Unsupervised Learning using Scikit Learn

Data Analysis
Author

Juma Shafara

Published

May 22, 2024

Photo by DATAIDEA

The following topics are covered in this tutorial:

Let’s install the required libraries.

# # uncomment and run this cell to install the packages and libraries
# !pip install dataidea

Introduction to Unsupervised Learning

Unsupervised machine learning refers to the category of machine learning techniques where models are trained on a dataset without labels. Unsupervised learning is generally use to discover patterns in data and reduce high-dimensional data to fewer dimensions. Here’s how unsupervised learning fits into the landscape of machine learning algorithms(source):

Here are the topics in machine learning that we’re studying in this course (source):

Here’s a cheatsheet to help you decide which model to pick for a given problem. Can you identify the unsupervised learning algorithms?

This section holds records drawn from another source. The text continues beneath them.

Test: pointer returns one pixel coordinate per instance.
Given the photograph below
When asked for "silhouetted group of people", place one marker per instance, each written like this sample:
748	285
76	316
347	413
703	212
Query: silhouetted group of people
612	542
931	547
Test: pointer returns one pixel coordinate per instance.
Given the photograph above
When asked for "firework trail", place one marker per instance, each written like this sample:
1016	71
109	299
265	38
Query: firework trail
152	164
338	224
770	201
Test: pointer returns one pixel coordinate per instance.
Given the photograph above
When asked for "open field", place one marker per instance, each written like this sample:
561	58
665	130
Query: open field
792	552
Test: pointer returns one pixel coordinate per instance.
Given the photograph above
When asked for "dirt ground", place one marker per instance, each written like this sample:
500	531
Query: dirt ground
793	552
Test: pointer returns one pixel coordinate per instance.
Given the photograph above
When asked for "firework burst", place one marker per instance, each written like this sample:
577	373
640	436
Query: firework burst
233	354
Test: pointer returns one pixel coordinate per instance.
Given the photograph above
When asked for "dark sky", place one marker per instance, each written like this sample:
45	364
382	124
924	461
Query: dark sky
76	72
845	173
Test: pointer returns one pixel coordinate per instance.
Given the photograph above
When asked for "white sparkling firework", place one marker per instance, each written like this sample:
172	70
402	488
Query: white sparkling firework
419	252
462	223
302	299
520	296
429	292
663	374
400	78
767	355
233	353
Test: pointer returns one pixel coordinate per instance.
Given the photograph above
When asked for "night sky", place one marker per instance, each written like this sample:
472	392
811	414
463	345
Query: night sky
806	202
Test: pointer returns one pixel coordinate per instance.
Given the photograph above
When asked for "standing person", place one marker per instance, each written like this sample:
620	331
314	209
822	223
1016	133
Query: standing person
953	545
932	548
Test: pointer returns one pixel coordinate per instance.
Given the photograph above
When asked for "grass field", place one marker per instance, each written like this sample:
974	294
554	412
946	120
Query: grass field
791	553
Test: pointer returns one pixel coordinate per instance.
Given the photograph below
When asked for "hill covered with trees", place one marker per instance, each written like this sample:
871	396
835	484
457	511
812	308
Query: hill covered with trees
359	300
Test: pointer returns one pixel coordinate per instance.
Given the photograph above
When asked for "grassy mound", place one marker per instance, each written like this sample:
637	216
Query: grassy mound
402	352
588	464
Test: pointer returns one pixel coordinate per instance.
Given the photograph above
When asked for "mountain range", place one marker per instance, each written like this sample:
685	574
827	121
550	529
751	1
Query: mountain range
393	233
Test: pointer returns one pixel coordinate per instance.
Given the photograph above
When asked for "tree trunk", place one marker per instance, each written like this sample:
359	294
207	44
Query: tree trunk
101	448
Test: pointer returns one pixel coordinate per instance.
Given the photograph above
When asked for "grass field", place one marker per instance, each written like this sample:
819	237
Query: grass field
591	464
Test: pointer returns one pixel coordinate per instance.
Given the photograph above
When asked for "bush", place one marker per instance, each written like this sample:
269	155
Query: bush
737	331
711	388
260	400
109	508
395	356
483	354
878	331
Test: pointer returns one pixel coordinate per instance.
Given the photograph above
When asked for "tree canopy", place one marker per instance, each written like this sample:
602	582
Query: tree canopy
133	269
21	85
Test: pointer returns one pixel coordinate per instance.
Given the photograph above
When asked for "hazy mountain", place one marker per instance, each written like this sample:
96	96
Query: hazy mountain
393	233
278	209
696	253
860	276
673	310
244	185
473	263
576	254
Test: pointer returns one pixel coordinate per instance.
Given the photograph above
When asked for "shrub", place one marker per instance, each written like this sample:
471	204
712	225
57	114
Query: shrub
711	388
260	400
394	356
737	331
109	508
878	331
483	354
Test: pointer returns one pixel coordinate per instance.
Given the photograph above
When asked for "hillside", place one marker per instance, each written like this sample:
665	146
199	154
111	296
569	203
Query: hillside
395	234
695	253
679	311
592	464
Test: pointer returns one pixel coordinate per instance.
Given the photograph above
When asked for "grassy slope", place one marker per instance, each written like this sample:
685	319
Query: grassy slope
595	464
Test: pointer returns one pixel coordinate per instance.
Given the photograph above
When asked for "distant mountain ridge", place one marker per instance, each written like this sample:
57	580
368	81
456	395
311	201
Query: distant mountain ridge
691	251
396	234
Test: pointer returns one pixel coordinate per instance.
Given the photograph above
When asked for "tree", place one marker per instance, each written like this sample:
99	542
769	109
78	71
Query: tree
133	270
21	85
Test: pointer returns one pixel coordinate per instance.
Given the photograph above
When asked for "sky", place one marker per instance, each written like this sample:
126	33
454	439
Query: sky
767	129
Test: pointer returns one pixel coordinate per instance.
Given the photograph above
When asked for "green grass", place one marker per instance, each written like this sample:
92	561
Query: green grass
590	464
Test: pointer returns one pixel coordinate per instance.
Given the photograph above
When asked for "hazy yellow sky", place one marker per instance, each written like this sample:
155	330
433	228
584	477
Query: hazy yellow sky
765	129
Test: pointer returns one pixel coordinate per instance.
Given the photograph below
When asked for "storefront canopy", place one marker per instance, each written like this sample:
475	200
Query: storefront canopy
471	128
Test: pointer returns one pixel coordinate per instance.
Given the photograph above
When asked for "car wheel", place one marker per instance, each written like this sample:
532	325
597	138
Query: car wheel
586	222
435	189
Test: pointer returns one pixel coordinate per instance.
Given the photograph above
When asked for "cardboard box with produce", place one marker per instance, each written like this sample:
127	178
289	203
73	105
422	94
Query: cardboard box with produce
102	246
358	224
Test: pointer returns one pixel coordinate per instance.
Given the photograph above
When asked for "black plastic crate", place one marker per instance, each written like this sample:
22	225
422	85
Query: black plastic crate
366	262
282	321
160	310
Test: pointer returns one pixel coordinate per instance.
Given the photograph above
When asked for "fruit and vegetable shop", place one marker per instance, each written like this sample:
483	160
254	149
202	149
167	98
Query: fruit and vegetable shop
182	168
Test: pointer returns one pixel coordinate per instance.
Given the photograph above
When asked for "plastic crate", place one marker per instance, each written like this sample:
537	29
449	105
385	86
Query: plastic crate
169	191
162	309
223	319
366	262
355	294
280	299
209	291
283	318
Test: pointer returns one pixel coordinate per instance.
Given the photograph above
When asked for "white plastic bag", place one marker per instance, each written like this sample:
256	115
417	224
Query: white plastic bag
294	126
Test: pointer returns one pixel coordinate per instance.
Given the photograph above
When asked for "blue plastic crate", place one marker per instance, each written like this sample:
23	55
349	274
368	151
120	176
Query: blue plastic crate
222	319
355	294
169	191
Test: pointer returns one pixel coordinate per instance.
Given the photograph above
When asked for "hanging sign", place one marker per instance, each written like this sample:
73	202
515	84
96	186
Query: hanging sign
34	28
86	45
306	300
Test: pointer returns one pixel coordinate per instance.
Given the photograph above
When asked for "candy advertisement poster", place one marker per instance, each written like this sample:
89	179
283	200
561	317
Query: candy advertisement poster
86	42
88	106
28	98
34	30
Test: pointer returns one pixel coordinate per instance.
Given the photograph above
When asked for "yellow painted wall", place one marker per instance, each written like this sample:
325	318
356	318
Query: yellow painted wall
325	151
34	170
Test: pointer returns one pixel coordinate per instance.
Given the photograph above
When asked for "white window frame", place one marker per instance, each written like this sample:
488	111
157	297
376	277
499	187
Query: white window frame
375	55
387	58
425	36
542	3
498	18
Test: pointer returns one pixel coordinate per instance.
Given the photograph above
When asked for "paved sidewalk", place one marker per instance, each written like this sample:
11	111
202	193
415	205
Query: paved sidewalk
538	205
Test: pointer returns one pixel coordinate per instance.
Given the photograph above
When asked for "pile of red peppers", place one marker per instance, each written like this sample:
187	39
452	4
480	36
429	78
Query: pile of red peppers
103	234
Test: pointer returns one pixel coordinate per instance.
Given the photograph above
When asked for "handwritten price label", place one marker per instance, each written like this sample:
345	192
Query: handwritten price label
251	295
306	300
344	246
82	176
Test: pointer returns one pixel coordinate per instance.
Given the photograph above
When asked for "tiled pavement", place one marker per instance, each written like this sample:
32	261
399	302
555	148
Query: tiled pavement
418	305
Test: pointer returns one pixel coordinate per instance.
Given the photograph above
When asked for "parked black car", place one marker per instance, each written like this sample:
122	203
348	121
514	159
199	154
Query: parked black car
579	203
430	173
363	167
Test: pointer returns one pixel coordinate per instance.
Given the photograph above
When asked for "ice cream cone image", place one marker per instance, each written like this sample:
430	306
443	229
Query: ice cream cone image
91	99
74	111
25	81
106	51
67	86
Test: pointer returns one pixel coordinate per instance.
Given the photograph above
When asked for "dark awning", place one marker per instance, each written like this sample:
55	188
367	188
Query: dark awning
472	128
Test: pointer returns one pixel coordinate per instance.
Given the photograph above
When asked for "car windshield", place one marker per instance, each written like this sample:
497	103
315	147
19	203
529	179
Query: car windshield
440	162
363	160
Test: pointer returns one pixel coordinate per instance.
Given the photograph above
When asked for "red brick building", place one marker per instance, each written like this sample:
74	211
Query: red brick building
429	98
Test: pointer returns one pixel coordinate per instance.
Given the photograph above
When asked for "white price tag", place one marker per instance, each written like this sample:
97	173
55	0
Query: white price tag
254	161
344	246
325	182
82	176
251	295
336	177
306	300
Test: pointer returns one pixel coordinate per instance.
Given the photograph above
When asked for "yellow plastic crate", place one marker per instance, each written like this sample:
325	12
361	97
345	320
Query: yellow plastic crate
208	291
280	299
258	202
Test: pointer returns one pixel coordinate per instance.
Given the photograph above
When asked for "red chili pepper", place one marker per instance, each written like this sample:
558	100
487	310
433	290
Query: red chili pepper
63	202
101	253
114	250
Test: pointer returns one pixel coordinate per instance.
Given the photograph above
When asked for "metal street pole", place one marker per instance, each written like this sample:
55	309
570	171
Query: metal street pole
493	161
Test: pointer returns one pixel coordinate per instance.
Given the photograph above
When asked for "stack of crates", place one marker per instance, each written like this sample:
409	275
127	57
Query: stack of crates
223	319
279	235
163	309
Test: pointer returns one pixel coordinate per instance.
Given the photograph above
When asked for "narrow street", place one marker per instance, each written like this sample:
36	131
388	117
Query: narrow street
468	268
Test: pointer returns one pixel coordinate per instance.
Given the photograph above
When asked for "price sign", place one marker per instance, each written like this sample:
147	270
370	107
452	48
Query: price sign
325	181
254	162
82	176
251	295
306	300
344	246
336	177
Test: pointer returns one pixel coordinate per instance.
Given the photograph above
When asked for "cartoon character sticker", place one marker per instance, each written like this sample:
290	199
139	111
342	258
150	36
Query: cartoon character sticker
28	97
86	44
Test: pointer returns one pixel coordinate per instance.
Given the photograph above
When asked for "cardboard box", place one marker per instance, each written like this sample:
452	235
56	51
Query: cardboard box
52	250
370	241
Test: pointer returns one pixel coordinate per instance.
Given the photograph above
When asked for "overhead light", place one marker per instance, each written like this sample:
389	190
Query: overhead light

Here is a full list of unsupervised learning algorithms available in Scikit-learn: https://scikit-learn.org/stable/unsupervised_learning.html

Clustering

Clustering is the process of grouping objects from a dataset such that objects in the same group (called a cluster) are more similar (in some sense) to each other than to those in other groups (Wikipedia). Scikit-learn offers several clustering algorithms. You can learn more about them here: https://scikit-learn.org/stable/modules/clustering.html

Here is a visual representation of clustering:

Here are some real-world applications of clustering:

  • Customer segmentation
  • Product recommendation
  • Feature engineering
  • Anomaly/fraud detection
  • Taxonomy creation

We’ll use the Iris flower dataset to study some of the clustering algorithms available in scikit-learn. It contains various measurements for 150 flowers belonging to 3 different species.

import seaborn as sns
import matplotlib.pyplot as plt
from sklearn.cluster import KMeans

sns.set_style('darkgrid')
%matplotlib inline

Let’s load the popular iris and penguin datasets. These datasets are already built in seaborn

# load the iris dataset
iris_df = sns.load_dataset('iris')
iris_df.head()
sepal_length sepal_width petal_length petal_width species
0 5.1 3.5 1.4 0.2 setosa
1 4.9 3.0 1.4 0.2 setosa
2 4.7 3.2 1.3 0.2 setosa
3 4.6 3.1 1.5 0.2 setosa
4 5.0 3.6 1.4 0.2 setosa
# load the penguin dataset
sns.get_dataset_names()
ping_df = sns.load_dataset('penguins')
ping_df.head()
species island bill_length_mm bill_depth_mm flipper_length_mm body_mass_g sex
0 Adelie Torgersen 39.1 18.7 181.0 3750.0 Male
1 Adelie Torgersen 39.5 17.4 186.0 3800.0 Female
2 Adelie Torgersen 40.3 18.0 195.0 3250.0 Female
3 Adelie Torgersen NaN NaN NaN NaN NaN
4 Adelie Torgersen 36.7 19.3 193.0 3450.0 Female
sns.scatterplot(data=ping_df, x='bill_length_mm', y='bill_depth_mm', hue='species')
plt.title('Penguin Bill Depth against Bill Length per Species')
plt.ylabel('Bill Depth')
plt.xlabel('Bill Length')
plt.show()

png
sns.scatterplot(data=iris_df, x='sepal_length', y='petal_length', hue='species')
plt.title('Flower Petal Length against Sepal Length per Species')
plt.ylabel('Petal Lenght')
plt.xlabel('Sepal Length')
plt.show()

png

We’ll attempt to cluster observations using numeric columns in the data.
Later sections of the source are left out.